Jack West, MD: So, it’s interesting that this—I agree with you—is practice changing. But it’s actually a regimen that was already FDA approved based on the KEYNOTE-021g phase II trial: 123 patients, good results, but not universally adopted because of the size of it and the lack of a clear overall survival benefit. And so, you would say that even though we had this available for us as a carboplatin/pemetrexed/pembrolizumab combination, this phase III presentation really changed the landscape.
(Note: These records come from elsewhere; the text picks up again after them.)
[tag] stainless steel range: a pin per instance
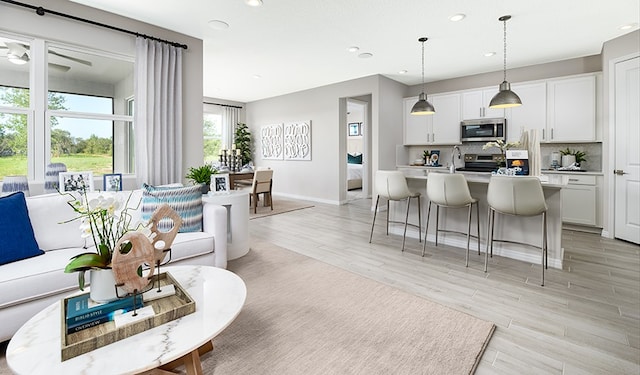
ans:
(480, 163)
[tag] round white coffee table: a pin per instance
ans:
(219, 296)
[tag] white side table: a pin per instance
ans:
(237, 204)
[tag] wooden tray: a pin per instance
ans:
(166, 309)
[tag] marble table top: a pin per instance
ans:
(219, 296)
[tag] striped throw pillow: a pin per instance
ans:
(186, 201)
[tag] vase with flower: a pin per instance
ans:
(503, 147)
(105, 219)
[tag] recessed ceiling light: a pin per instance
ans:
(628, 26)
(218, 25)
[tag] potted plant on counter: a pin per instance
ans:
(201, 175)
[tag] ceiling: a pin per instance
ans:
(286, 46)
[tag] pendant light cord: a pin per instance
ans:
(422, 66)
(504, 52)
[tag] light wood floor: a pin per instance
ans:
(585, 320)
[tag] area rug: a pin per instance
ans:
(303, 316)
(279, 206)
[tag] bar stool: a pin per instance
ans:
(393, 186)
(516, 196)
(450, 190)
(12, 184)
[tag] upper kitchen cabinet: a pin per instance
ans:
(475, 104)
(532, 114)
(571, 109)
(441, 128)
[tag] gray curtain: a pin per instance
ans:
(230, 118)
(158, 112)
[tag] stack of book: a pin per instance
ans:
(82, 312)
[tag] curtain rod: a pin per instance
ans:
(223, 105)
(42, 11)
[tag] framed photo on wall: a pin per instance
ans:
(219, 184)
(112, 182)
(76, 181)
(354, 129)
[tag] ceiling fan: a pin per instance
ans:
(18, 53)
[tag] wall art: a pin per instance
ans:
(272, 141)
(297, 140)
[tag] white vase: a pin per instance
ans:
(567, 160)
(103, 285)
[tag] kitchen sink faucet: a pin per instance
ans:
(452, 168)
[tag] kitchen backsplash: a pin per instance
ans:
(593, 153)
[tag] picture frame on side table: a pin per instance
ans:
(76, 181)
(219, 184)
(112, 182)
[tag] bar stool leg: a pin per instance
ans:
(406, 220)
(466, 258)
(375, 211)
(426, 228)
(478, 224)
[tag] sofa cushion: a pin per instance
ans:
(52, 220)
(186, 201)
(37, 277)
(17, 240)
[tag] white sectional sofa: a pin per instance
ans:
(27, 286)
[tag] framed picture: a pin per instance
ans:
(76, 181)
(219, 183)
(355, 129)
(112, 182)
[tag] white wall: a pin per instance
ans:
(319, 179)
(19, 20)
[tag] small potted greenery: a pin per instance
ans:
(202, 175)
(580, 156)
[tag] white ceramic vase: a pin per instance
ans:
(103, 285)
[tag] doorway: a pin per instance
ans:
(356, 134)
(627, 158)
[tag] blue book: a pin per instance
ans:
(79, 326)
(82, 309)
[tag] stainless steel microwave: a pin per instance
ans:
(484, 130)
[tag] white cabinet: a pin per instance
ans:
(579, 200)
(445, 123)
(571, 109)
(532, 114)
(475, 104)
(443, 127)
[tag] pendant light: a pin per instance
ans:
(422, 106)
(505, 98)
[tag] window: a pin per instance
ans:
(84, 120)
(212, 130)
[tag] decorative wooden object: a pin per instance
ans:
(163, 240)
(125, 266)
(167, 309)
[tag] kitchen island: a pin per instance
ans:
(527, 230)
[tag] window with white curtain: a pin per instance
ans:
(78, 113)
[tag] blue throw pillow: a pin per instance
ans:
(186, 201)
(17, 240)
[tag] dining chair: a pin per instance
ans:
(392, 185)
(516, 196)
(450, 190)
(262, 184)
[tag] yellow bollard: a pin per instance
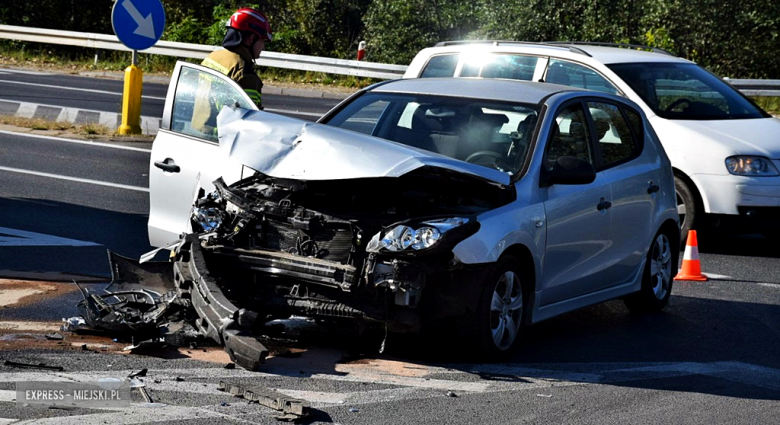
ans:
(131, 101)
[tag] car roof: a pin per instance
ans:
(606, 54)
(477, 88)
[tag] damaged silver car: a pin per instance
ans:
(413, 202)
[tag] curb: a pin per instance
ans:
(149, 125)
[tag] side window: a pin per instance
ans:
(614, 136)
(365, 123)
(572, 74)
(514, 67)
(570, 137)
(199, 98)
(440, 66)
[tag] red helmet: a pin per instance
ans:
(248, 19)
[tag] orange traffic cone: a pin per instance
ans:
(691, 269)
Gregory J. Riely, MD, PhD: Yes. I think the original data that the FDA approval was based on were really provocative, showed a progression-free survival benefit. Now, I’m still adamant that a progression-free survival endpoint is a good one in the first-line setting. But when the question is whether sequential therapy would do as well, it’s really important to look at that overall survival endpoint. And the fact that KEYNOTE-189 showed a survival endpoint was really a big plus. And I think the other power in this study was that it was so much bigger. And so, we’re able to look at PD-L1 status and see more clear signals. In the original study, some of those PD-L1 numbers looked a little funny in that it seemed like some people with sort of midlevel PD-L1 didn’t do as well as people who had no PD-L1. It was all very confusing. But when we see the KEYNOTE-189 data, we see very clear progression-free survival, overall survival signals that really are across PD-L1 status and are very robust. I think it’s impressive stuff.